Check out this diagram to understand it better:
- Alice has Secret Key A and Bob has Secret Key B.
- Alice and Bob both agree to use Public Key C.
- Alice mixes A and C (AC) while Bob mixes B and C (BC).
- They share these results with each other.
- Alice then mixes A with BC (ABC) and Bob mixes B with AC (ABC) so they both come to the final key.
Note: Anybody listening to the communications would see C, AC and BC, but without seeing A or B alone – they cannot get to the final key, ABC.
Basically, Diffie-Hellman allows you to create a new secret key together. This method of encryption allows Alice and Bob to decrypt and read their messages easily without anyone else snooping.
Signal uses a protocol called the Extended Triple Diffie-Hellman, in which a sequence of these Diffie-Hellman shared secrets are generated and bundled up — into something called a ‘pre-key bundle’. People in conversation can use these pre-key bundles to mutually authenticate each other.
When you use Signal, you will generate a large amount of these pre-key bundles and store them on Signal servers. This way, if somebody wants to try and message you, they can immediately initiate a session, because Signal can provide a pre-key bundle.

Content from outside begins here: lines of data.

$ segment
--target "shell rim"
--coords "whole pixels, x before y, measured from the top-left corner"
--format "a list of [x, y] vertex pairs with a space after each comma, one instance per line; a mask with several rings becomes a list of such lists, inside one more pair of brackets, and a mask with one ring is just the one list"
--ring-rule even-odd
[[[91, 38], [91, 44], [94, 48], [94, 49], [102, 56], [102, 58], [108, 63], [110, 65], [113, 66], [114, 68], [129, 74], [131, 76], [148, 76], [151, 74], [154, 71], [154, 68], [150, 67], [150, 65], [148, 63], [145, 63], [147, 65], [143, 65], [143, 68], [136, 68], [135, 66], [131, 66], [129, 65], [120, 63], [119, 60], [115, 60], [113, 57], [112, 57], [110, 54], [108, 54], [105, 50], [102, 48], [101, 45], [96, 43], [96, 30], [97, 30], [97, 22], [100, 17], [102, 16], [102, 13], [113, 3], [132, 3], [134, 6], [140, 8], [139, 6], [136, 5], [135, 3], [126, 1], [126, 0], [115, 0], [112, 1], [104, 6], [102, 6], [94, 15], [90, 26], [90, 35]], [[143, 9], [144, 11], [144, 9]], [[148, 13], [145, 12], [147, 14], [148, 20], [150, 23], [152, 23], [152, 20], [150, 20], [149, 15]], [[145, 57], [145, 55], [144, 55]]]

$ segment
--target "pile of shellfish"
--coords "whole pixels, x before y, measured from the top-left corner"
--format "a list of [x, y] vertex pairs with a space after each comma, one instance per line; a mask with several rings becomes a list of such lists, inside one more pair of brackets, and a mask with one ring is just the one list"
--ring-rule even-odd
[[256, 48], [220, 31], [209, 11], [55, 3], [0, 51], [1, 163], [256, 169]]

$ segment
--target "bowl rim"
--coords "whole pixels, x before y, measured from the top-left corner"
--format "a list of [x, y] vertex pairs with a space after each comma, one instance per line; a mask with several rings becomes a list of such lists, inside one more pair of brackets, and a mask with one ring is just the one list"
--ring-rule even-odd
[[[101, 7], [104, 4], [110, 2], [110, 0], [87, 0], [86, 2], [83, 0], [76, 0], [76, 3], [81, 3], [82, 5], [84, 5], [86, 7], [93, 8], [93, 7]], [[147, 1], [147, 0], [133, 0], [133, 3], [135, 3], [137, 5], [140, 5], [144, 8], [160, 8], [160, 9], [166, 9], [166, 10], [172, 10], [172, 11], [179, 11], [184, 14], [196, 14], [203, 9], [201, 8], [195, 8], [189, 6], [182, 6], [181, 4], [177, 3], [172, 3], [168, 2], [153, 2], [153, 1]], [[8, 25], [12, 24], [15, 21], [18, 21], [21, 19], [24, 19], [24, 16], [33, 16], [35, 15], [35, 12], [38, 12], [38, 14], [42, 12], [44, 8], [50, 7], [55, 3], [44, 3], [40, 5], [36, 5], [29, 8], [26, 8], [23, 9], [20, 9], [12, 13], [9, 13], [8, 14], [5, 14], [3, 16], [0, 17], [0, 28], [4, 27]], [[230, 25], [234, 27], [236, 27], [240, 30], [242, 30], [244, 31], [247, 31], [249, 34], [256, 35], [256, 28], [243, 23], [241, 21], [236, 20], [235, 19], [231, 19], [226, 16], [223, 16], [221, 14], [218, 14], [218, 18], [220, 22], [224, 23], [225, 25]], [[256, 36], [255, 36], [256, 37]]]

But, because Session is decentralised, it doesn’t have servers for this kind of storage, which is extremely tricky to get around. Basically, this means there’s no way for a sender to know that the receiver has got their message until they respond. Establishing a session requires certain encryption primitives, so you need to be certain that both parties have the correct keys (and enough of them!) otherwise they won’t be able to read each other’s messages.
When you send a friend request in Session, you’re not just sending one Diffie-Hellman key — you’re sending four. Using ephemeral keys — which are one time use public keys, designed to be deleted once they’ve been used — you can make pre-keys that allow you to continue sending messages once the session has started.
These 4 keys are then bundled together using a key derivative function, forging one key to rule them all.
Finally, you can send this single pre-key bundle (the one to rule them all) as a friend request.
A few other messages need to be sent before all parties agree that the session has begun, and also agree on its parameters. To better understand this, let’s go back to Alice and Bob:
- Alice generates a pre-key bundle and sends it to Bob as a friend request
- Bob generates his own pre-key bundle and mixes it with Alice’s, initiating a session on Bob’s end.
- Bob then sends an empty message back to Alice with his pre-key bundle attached in the background. Note: Public keys are being sent in this step, but it’s still encrypted.
- Alice receives Bob’s keys, and mixes them with the ones she sent him earlier, initiating the session on Alice’s end. Note: Alice knows the session is valid IF she can decrypt Bob’s empty message.
- Alice confirms that the session is established on her end by sending an empty message back to Bob encrypted as a standard protocol message.
- Once Bob receives this message, he knows the session has been established.
The intricacies we needed to work out involved modelling the state of the exchange on both ends, and being able to smoothly recover any lost messages — without sacrificing on UX.
Contrast this with Signal’s protocol. When you friend request someone, they’ve prepared a bunch of pre-key bundles which are stored on Signal’s servers. So you never need to contact your new friend directly — you just need to communicate with Signal’s servers.
Session doesn’t have this luxury. Its decentralised design means you can’t have a bunch of pre-key bundles ready to go — they have to be created and sent peer to peer when you establish a chat session.
It wasn’t easy. We came back to this problem 3 – 4 times over several months, And it took a few iterations. We’d think we’d reached a solution, then a month later we’d discover an ‘edge case’, and need to keep revising.
This sounds exhausting but the truth is, our solutions became more ironed out — they just got better and better.